(Redazione) - Lo spazio vuoto tra le lettere - 19 - Una piccola riflessione a ruota libera (la vocina)
di Sergio Daniele Donati
Ogni volta che inizio a scrivere un articolo per questa rubrica, più che per altre, la vocina si fa sentire.
È una specie di bisbiglio, un sussurro che mi chiederebbe di dargli corpo e sì, forse, persino nome.
Il più delle volte volutamente fingo di ignorarla e allora lei monta in cattedra con le domande irose: chi ti credi di essere per commentare quell'autore? che certezza hai della validità di ciò che stai per dire? chi sei, in fondo, tu per dire ciò che menti ben più elevate della tua hanno già detto, per affrontare temi su cui si sono diffusi i migliori pensieri? Tu, Sergio, proprio tu, perché scrivi sulle altrui parole?
Questo è il tenore del questionamento della vocina che, ad esempio, tace molto di più se scrivo poesia, quasi a concedermi, come lo si concede a chiunque, la facoltà di parlare del mio mondo.
La vocina, al contrario, mi rimprovera e mette in allerta solo quando mi accingo a scrivere note di lettura, recensioni, impressioni, in altre parole, sulla scrittura altra.
Eppure lo sa, la vocina, che per me nessuna scrittura è mia, e che concepisco lo scrivere come un fenomeno di ascolto, di un certo attraversamento, un fenomeno antico che proviene dall'Altrove e all'Altrove torna.
Più che mezzi della scrittura, noi siamo dalla scrittura dimezzati, come i calviniani visconti; la scrittura ci taglia, ci attraversa e se ne va, alla guisa di certi crudeli amori giovanili che tutti noi abbiamo vissuto.
Ma, se così è, la vocina non dovrebbe far distinzione, nel suo reguardirmi, tra scrittura di poesia mia e note di lettura di poesia altrui.
Eppure lo fa, ed io penso oggi di aver capito il suo messaggio.
C'è un dato etico in più nel parlare della scrittura degli altri, ed è un dato irrinunciabile. Ogni scrittura ricevuta, al di là di esiti e livelli, è un dono ricevuto, e come tale va trattato.
Se scrivo una nota di lettura entro nel mondo, nel reame, del dono; del dono di una parte di sé che qualcuno ha deciso di farmi.

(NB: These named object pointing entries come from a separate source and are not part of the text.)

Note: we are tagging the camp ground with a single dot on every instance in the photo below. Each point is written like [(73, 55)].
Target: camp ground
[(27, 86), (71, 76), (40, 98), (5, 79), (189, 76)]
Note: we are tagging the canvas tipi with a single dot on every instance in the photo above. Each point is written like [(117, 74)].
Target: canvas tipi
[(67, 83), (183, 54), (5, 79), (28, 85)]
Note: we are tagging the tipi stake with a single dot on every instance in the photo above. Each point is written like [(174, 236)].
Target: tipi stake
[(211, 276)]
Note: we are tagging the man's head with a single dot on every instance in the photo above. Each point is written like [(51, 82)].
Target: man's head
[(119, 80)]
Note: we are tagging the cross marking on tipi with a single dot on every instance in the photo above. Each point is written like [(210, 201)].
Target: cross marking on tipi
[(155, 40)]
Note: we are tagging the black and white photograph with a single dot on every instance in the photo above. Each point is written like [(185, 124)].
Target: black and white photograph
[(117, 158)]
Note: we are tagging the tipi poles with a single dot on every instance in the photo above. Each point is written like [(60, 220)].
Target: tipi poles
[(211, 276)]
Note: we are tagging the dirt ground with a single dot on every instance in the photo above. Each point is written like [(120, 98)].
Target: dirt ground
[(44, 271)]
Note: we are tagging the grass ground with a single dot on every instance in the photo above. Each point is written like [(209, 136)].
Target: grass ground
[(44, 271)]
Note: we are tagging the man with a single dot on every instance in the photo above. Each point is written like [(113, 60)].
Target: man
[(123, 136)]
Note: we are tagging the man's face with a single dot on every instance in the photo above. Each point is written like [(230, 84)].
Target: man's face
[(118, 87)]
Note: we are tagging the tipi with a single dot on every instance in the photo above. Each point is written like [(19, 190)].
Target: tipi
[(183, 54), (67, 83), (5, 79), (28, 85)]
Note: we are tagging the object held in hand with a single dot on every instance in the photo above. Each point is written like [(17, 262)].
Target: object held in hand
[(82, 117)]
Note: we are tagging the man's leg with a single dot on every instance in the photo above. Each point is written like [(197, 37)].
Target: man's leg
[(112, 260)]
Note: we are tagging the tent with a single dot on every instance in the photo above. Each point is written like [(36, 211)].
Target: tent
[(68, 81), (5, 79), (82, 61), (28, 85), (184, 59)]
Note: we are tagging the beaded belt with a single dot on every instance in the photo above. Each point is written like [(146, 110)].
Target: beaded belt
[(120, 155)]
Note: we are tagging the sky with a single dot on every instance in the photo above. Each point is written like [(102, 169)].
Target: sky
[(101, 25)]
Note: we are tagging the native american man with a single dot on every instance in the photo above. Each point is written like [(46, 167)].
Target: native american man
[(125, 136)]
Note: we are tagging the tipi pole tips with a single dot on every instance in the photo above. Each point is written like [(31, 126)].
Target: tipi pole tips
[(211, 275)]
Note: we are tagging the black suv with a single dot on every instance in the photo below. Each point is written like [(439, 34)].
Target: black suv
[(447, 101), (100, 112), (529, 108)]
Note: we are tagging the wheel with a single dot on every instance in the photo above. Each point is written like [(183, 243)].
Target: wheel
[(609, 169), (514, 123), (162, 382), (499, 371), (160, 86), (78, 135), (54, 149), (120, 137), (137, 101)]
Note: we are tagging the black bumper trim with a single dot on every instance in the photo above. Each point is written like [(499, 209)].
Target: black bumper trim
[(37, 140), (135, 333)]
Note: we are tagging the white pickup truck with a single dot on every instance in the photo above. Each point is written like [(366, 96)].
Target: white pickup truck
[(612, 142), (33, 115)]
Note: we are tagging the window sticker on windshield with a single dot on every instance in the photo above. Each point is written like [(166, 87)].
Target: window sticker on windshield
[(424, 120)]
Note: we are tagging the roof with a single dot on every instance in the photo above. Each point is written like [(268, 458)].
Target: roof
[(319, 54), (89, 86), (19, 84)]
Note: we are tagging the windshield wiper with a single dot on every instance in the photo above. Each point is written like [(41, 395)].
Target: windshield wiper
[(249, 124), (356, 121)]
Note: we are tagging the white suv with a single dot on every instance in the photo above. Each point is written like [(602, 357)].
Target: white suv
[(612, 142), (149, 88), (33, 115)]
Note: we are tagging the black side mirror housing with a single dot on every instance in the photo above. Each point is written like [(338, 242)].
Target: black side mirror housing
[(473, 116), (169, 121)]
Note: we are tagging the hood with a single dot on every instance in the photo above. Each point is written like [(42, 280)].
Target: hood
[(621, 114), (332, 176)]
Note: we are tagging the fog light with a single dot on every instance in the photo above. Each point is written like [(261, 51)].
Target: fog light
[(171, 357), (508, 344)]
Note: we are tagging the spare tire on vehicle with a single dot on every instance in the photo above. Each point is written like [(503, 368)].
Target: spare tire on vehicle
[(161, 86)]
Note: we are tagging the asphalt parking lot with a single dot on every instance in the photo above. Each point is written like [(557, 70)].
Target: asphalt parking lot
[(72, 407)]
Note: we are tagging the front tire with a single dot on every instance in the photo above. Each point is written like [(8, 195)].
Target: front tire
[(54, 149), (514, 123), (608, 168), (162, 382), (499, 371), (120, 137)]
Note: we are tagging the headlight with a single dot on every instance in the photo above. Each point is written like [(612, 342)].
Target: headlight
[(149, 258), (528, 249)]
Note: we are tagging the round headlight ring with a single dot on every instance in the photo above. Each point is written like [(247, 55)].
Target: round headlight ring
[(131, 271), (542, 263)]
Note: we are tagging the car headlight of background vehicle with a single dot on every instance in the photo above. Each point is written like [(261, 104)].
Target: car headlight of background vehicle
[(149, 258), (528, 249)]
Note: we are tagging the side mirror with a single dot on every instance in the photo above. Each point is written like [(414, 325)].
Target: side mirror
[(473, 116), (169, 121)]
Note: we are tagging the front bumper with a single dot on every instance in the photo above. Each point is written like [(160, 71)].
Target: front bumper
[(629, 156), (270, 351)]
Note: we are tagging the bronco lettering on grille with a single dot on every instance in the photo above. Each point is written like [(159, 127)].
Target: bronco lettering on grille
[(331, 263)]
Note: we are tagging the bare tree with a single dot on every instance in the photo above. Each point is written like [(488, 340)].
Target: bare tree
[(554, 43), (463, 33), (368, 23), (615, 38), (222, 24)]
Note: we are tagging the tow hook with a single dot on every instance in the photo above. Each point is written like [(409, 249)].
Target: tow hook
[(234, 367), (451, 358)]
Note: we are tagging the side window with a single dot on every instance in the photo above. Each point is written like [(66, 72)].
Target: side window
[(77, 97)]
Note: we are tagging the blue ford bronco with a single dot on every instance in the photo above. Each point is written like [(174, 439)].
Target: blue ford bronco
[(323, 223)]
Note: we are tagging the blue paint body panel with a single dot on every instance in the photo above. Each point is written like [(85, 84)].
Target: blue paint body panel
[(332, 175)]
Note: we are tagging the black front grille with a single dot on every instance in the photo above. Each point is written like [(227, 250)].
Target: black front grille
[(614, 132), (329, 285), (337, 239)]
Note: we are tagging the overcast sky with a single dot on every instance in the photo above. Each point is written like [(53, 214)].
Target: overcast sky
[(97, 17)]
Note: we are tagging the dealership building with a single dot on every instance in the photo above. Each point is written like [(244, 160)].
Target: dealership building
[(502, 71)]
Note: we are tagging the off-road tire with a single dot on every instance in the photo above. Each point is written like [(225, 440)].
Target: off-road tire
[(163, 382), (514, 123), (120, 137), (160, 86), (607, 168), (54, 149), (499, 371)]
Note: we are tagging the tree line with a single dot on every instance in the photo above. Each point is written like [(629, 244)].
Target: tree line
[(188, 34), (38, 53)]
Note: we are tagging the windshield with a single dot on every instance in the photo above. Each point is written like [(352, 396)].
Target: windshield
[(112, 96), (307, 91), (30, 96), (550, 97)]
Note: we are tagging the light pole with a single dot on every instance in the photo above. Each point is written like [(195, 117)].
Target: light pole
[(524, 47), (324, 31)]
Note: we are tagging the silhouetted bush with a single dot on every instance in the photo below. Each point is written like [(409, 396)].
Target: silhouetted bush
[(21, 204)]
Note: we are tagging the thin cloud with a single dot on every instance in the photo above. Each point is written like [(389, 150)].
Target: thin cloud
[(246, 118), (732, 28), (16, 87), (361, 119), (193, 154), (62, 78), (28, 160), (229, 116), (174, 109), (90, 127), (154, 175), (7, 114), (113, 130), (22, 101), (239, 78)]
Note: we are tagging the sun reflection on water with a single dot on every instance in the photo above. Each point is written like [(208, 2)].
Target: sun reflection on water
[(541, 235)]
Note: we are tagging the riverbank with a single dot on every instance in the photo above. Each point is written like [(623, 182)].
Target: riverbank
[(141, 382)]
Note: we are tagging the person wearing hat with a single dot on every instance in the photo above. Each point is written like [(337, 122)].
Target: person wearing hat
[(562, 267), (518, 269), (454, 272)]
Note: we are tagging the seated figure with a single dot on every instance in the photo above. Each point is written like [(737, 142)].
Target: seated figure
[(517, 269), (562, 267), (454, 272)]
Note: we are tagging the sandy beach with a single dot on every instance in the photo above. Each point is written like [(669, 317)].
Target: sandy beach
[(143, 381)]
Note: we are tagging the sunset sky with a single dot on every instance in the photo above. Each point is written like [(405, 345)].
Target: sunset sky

Qualcuno ha scritto per esser letto e io ne sto parlando.
E, lo si ripete, poco importa in questa sede se l'autore abbia intinto il pennino in inchiostri sacri creati da fiori rari nelle notti di plenilunio o abbia usato una Bic.
Poco importa - importa invero, ma non per ciò che sto per dire - se chi ha scritto sia un abile giocoliere di lemmi e figure retoriche o scriva ancora poesie in cui amore non è capace che di far rima con dolore (1)
D'altronde nessuno di noi irride le prime poesie di un bambino no? Tutti noi siamo capaci di vedere la sacra potenzialità di una tremante infante penna quando scrive Mama (le doppie che dramma) ti voio (anche "gl" é un dramma) bene.
La vocina, che altro non è che l'etica del lettore, è un soffio flebile ma persistente a non dimenticare che ogni tratto è un divenire, è simbolo di ciò che potrà esser detto meglio in futuro.
Questo la vocina mi esorta a non dimenticare prima di scrivere una nota di lettura.
Leggere, e commentare ciò che si è letto, comporta una gigantesca responsabilità, un richiamo diretto alla parola che costruisce (che non è solo quella divina) proprio perché sa indicare il bene anche nell'inciampo.
Su Le parole di Fedro non troverete mai una critica negativa.
Agli autori che ci hanno sottoposto inediti o sillogi non ritenute idonee non è stata chiusa la porta in faccia.
Gli si è consigliato di rivederle, offrendo anche il nostro piccolo aiuto, perché potessero far fiorire le loro potenzialità.
È la flebile - ma decisa - vocina di Fedro ad imporcelo.
Il giorno in cui si dovesse perdere l'etica della lettura e del commento, credo, si perderebbe l'utilità e il senso profondo della parola e di questo litblog.
E io vengo da una cultura che su questo rispetto della parola fonda i suoi picchi e sulla coscienza del potenziale anche negativo e distruttivo della malaparola pone la massima attenzione.
La vocina della coscienza si manifesta nei confronti della alterità con ancora maggiore potenza e, se anche a volte è per me insistente e disturbante, il giorno che, prima di scrivere una nota di lettura, non la sentissi, chiuderei immediatamente Le parole di Fedro.
Per la redazione de LE PAROLE DI FEDRO
il caporedattore - Sergio Daniele Donati
(1) - che poi è la vita a imporre quella rima; la Vita, la grande poeta.
Di questi doni reciproci nutriamo l'anima... onorata di leggerti, onorata del tuo ascolto.